The need to thrive personally and professionally requires a certain level of resource infusion to keep a business going. With reasons varying from expansion to financing recurrent projects, there are many different ways of financing a business. Taking a line of credit and seeking investments are some of the most common methods of business financing.
The two forms of financing have their own benefits and challenges, which is why critical analysis is required to determine the better-suited option. Below are factors to consider before choosing an appropriate source of funds.
Terms of Financing
The contents of your written agreement can determine the decision on where to seek financing. Simple Path Financial and other lending avenues detail the amount, time, and rate of recouping the loan in their loan agreement.

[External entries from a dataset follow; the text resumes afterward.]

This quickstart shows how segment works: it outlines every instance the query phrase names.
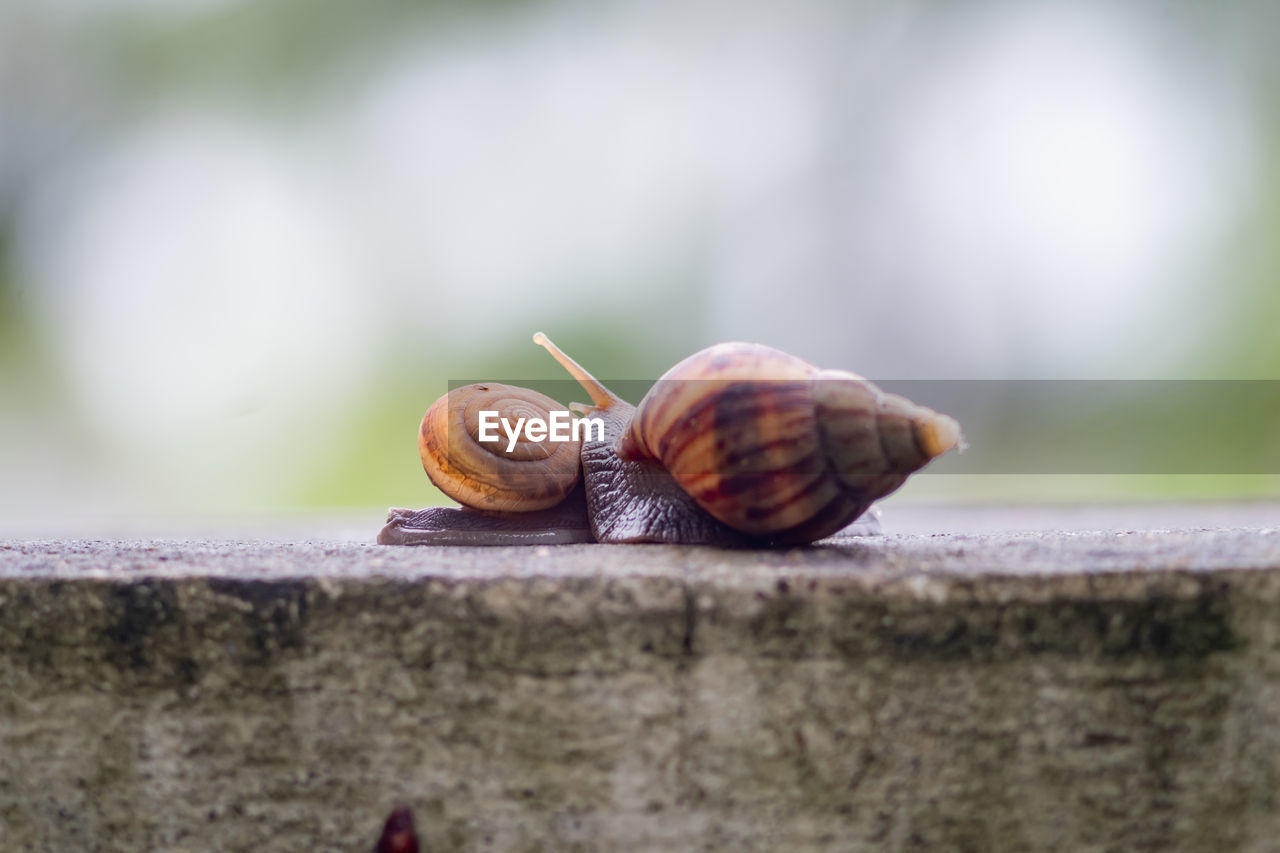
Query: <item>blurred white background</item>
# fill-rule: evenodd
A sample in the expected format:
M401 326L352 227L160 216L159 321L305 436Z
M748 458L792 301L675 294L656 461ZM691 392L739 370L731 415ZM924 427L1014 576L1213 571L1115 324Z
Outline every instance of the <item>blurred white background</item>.
M422 411L556 375L537 329L602 377L746 339L1280 378L1277 32L1190 0L9 0L0 513L432 501Z

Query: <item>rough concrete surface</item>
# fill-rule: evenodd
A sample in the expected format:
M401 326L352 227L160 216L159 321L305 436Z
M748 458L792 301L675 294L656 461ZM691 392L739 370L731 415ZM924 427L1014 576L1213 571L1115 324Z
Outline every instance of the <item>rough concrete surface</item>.
M1275 849L1280 507L965 512L2 540L0 850L368 850L397 803L433 851Z

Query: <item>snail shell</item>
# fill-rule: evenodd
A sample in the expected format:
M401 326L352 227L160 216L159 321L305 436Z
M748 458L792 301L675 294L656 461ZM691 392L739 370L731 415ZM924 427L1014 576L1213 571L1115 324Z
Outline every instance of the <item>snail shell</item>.
M856 374L731 343L667 371L618 453L660 461L735 530L791 543L836 532L959 443L953 419Z
M480 441L480 412L519 418L550 417L559 403L545 394L488 382L445 394L427 409L418 430L418 452L431 482L464 506L498 512L530 512L559 504L578 484L582 443L529 441L523 430L511 452L507 436Z

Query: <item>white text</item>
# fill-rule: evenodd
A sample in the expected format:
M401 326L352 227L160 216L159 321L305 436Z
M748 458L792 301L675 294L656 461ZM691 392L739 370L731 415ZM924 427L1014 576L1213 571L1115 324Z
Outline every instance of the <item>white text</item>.
M575 418L572 412L556 410L550 413L549 420L542 418L516 418L515 425L507 418L494 411L480 411L480 441L490 443L501 441L498 427L507 436L507 453L515 450L520 433L529 441L604 441L604 420L602 418Z

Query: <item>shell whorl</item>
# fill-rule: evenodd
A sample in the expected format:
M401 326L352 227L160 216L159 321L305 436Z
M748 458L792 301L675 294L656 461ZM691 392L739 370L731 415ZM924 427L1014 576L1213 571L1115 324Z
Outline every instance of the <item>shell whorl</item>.
M730 527L811 542L959 441L951 418L860 376L735 343L695 353L659 379L618 449L660 460Z
M562 408L545 394L497 382L450 391L422 418L422 467L440 491L473 509L526 512L555 506L578 483L581 442L528 441L522 432L508 453L501 427L498 441L479 440L480 412L496 411L514 426L521 417L549 420Z

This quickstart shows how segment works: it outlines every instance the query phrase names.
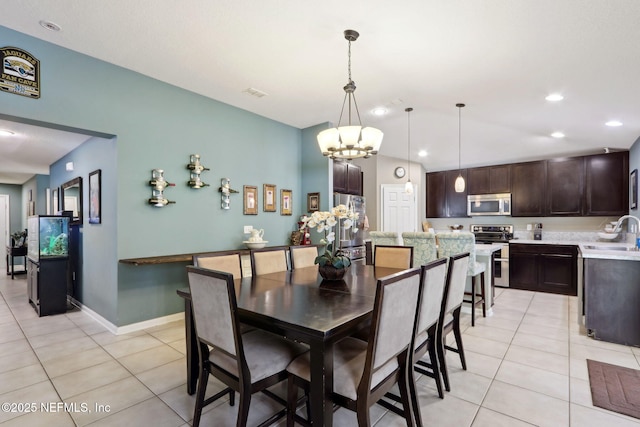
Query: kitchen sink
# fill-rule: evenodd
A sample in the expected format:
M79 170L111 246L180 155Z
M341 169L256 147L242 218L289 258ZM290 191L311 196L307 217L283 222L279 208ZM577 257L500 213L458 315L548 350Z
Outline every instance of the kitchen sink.
M584 245L585 249L591 249L595 251L632 251L635 248L628 246L606 246L606 245Z

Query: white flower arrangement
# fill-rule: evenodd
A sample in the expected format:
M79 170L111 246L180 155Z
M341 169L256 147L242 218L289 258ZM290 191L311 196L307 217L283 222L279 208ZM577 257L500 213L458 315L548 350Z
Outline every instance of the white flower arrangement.
M330 264L336 268L345 268L351 265L349 257L340 250L339 242L338 244L335 243L336 233L334 227L339 225L340 228L345 230L351 228L356 232L358 231L357 220L358 214L346 205L338 205L331 212L316 211L311 216L305 215L302 217L301 231L309 227L315 228L318 233L324 233L324 238L320 240L320 243L325 245L325 251L315 259L316 264L320 266Z

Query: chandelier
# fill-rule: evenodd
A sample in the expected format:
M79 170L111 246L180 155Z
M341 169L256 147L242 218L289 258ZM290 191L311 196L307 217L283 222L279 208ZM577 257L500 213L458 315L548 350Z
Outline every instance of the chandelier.
M460 166L460 156L461 156L461 152L462 152L462 137L461 137L461 132L460 132L460 128L461 128L461 112L462 112L462 108L464 107L464 104L462 103L458 103L456 104L456 107L458 107L458 177L456 178L456 182L453 184L456 193L464 193L464 187L465 187L465 183L464 183L464 178L462 177L462 169Z
M360 34L354 30L345 30L344 32L344 38L349 41L349 81L344 87L344 100L342 101L338 127L323 130L318 134L320 151L322 151L324 156L331 159L351 160L358 157L368 158L374 154L378 154L378 150L382 144L382 131L372 127L362 127L355 95L356 84L351 80L351 42L356 41L359 35ZM340 126L347 99L349 123L346 126ZM351 108L352 102L353 109L358 117L358 125L351 124L351 113L353 111Z

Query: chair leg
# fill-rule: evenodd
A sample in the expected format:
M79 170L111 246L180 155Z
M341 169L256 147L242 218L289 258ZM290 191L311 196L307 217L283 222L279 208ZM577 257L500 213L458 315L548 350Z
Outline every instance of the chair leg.
M480 295L482 297L482 317L487 317L487 298L484 294L484 273L480 273Z
M436 346L436 354L438 356L438 362L440 363L440 373L442 374L444 389L451 391L451 387L449 385L449 374L447 373L447 359L444 353L444 336L442 335L442 331L438 331L434 345Z
M229 406L236 404L236 392L233 389L229 389Z
M287 427L293 427L294 415L298 403L298 387L291 374L287 377ZM307 403L307 406L308 403Z
M413 369L409 369L409 398L413 408L413 416L415 417L416 427L422 427L422 414L420 413L420 402L418 401L418 390L416 389L416 379L413 375ZM409 412L409 407L405 407ZM409 414L410 415L410 414Z
M207 382L209 381L209 371L205 368L200 369L200 377L198 378L198 391L196 392L196 406L193 410L193 427L200 425L200 417L202 416L202 408L204 406L204 395L207 391Z
M464 347L462 346L462 333L460 332L460 309L459 308L453 312L453 335L456 338L456 347L458 348L458 354L460 355L460 363L462 364L462 369L466 371L467 361L464 357Z
M411 375L411 379L408 378L408 375ZM402 407L404 408L404 419L407 422L407 427L413 427L414 416L418 418L420 416L420 412L412 411L412 408L417 406L417 397L415 394L415 383L412 381L413 379L413 369L409 369L407 360L404 361L404 366L402 367L402 373L400 374L400 378L398 378L398 388L400 389L400 400L402 402ZM413 385L413 391L412 391ZM415 406L414 406L415 404ZM412 414L412 412L414 412ZM420 421L420 426L422 425L422 421Z
M476 326L476 277L471 278L471 326Z
M429 358L431 359L431 369L433 370L433 379L436 381L436 388L438 389L438 396L440 399L444 399L444 392L442 391L442 379L440 377L440 365L438 364L438 355L436 350L435 336L429 334L429 344L427 344L427 350L429 351Z
M238 420L236 427L246 427L249 419L249 405L251 404L251 390L249 385L240 386L240 405L238 405Z
M369 417L369 407L367 399L358 399L356 401L356 415L358 417L358 427L371 427L371 419Z

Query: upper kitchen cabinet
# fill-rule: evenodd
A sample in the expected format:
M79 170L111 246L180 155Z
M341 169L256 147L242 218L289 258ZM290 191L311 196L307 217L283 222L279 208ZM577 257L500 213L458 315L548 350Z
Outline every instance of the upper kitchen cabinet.
M467 170L450 170L427 174L427 218L462 218L467 216L467 191L456 193L458 173L467 181Z
M360 166L334 160L333 191L362 196L362 170Z
M585 215L622 216L629 213L629 152L585 158Z
M547 160L547 215L582 215L584 165L584 157Z
M511 192L511 165L467 169L469 194Z
M511 215L544 216L547 162L511 165Z

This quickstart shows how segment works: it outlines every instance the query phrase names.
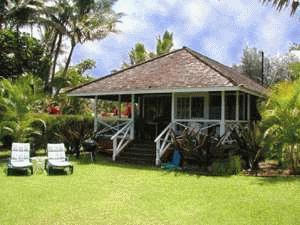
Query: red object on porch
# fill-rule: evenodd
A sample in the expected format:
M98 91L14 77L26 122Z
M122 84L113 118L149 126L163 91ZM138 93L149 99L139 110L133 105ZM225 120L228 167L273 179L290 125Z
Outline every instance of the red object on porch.
M131 104L127 103L124 115L128 118L131 118Z
M48 107L48 113L52 114L52 115L60 114L59 106L53 106L53 105L49 106Z

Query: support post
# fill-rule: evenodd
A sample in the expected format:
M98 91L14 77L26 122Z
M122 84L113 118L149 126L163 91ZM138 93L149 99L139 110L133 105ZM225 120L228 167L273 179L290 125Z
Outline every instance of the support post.
M95 99L94 99L94 133L96 133L98 130L97 102L98 102L98 96L95 96Z
M118 117L121 118L121 95L118 96Z
M250 123L250 119L251 119L250 101L251 101L251 95L247 94L247 120L249 123Z
M225 91L221 92L221 123L220 136L225 134Z
M240 92L236 91L235 98L235 120L238 122L240 120Z
M172 129L175 131L176 125L175 125L175 93L172 92L171 97L171 122L173 123Z
M132 126L130 131L130 138L131 140L134 139L134 113L135 113L135 104L134 104L134 94L131 95L131 120L132 120Z

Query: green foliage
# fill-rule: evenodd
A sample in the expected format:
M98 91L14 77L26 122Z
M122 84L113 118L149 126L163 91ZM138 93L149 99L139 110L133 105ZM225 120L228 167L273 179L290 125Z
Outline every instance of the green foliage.
M135 65L146 61L149 58L147 50L142 43L136 43L129 53L130 64Z
M22 120L29 112L39 112L43 103L42 81L30 74L19 79L0 80L0 118Z
M173 47L173 33L165 31L163 38L158 37L156 43L156 55L163 55L171 51Z
M300 62L290 63L289 72L293 80L300 78Z
M93 78L86 75L87 70L95 68L96 62L90 59L84 60L81 63L72 66L64 74L63 70L56 73L51 85L54 87L56 95L60 93L62 89L72 88L79 84L84 84L92 81Z
M36 148L45 148L47 143L63 142L69 151L79 154L82 142L94 133L92 116L48 114L38 116L45 121L46 129L42 137L35 140Z
M44 79L49 57L39 40L25 33L0 29L0 68L2 77L18 77L26 72Z
M12 141L33 141L42 135L45 123L31 112L40 112L43 105L42 81L25 74L16 80L0 80L0 139L5 145ZM39 124L34 128L32 124Z
M295 170L300 163L300 80L273 86L260 113L265 147Z
M241 158L238 155L229 157L228 160L217 160L211 165L213 175L235 175L242 171Z
M256 81L261 80L261 52L256 48L246 47L243 50L242 57L242 72Z
M136 65L148 59L166 54L172 50L173 45L173 33L168 31L165 31L163 38L160 36L157 38L156 52L148 51L143 43L138 42L129 53L130 63L123 63L122 68L127 68L131 65Z

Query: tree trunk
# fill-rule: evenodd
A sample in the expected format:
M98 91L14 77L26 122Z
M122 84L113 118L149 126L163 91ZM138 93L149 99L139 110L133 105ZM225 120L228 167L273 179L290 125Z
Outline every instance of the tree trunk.
M71 41L71 50L69 52L69 56L68 56L68 59L67 59L67 62L66 62L66 66L65 66L63 74L62 74L63 77L65 77L67 75L67 72L68 72L68 69L69 69L69 66L70 66L70 62L71 62L71 59L72 59L73 51L74 51L74 48L75 48L75 44L76 44L75 41L72 40Z
M54 49L55 49L55 44L57 42L57 37L58 37L58 33L55 32L55 35L53 37L53 41L51 43L51 48L50 48L50 51L49 51L49 56L50 56L51 62L53 61L52 59L53 59L53 53L54 53ZM49 71L48 71L47 77L45 79L45 87L44 87L45 91L48 91L48 89L49 89L48 85L49 85L49 79L51 77L52 68L53 68L53 64L49 67Z
M57 42L57 46L56 46L56 50L55 50L55 55L54 55L54 59L53 59L52 73L51 73L50 82L53 81L54 76L55 76L55 68L56 68L57 58L58 58L60 47L61 47L61 42L62 42L62 34L59 34L58 42Z

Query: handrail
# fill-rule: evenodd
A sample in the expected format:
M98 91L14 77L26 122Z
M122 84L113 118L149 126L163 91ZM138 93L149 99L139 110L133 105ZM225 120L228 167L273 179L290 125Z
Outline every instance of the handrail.
M119 136L120 133L122 133L128 126L130 126L133 123L132 120L130 120L129 122L127 122L127 124L125 126L123 126L117 133L115 133L110 140L114 140L115 138L117 138Z
M127 122L127 124L123 126L117 133L115 133L110 139L113 141L112 159L115 161L120 152L134 139L133 120ZM119 142L118 139L120 139Z
M161 139L161 137L172 127L173 124L173 122L169 123L168 126L157 136L157 138L155 138L154 142L158 142L158 140Z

Creditors usually have standardized terms for all clients accessing their services, unlike investors who are likely to dictate their own terms.
Before settling on a mode of financing, you should consider the associated costs and risks. Different financial sources require different commitments and concessions to be made in exchange for a loan. Your business and personal risk factors affect the level of concessions, which lenders and investors adjust accordingly.
Some associated costs are in the form of interest rates, restrictions in the loan agreement for a line of credit, and concessions in the form of control and stock options for investors.
Reason for Financing
The amount and purpose for the finances in the first place should play an integral part in determining the mode of financing. Seeking out investors is better suited for financing capital expenditure projects while lending is more suitable for revenue expenditure.
The different sources of finances have their various advantages and limitation. Besides financing through credit or investors, your business can opt for alternative ways of financing projects, such as stock-piling of in-house reserves and liquidation of dispensable assets.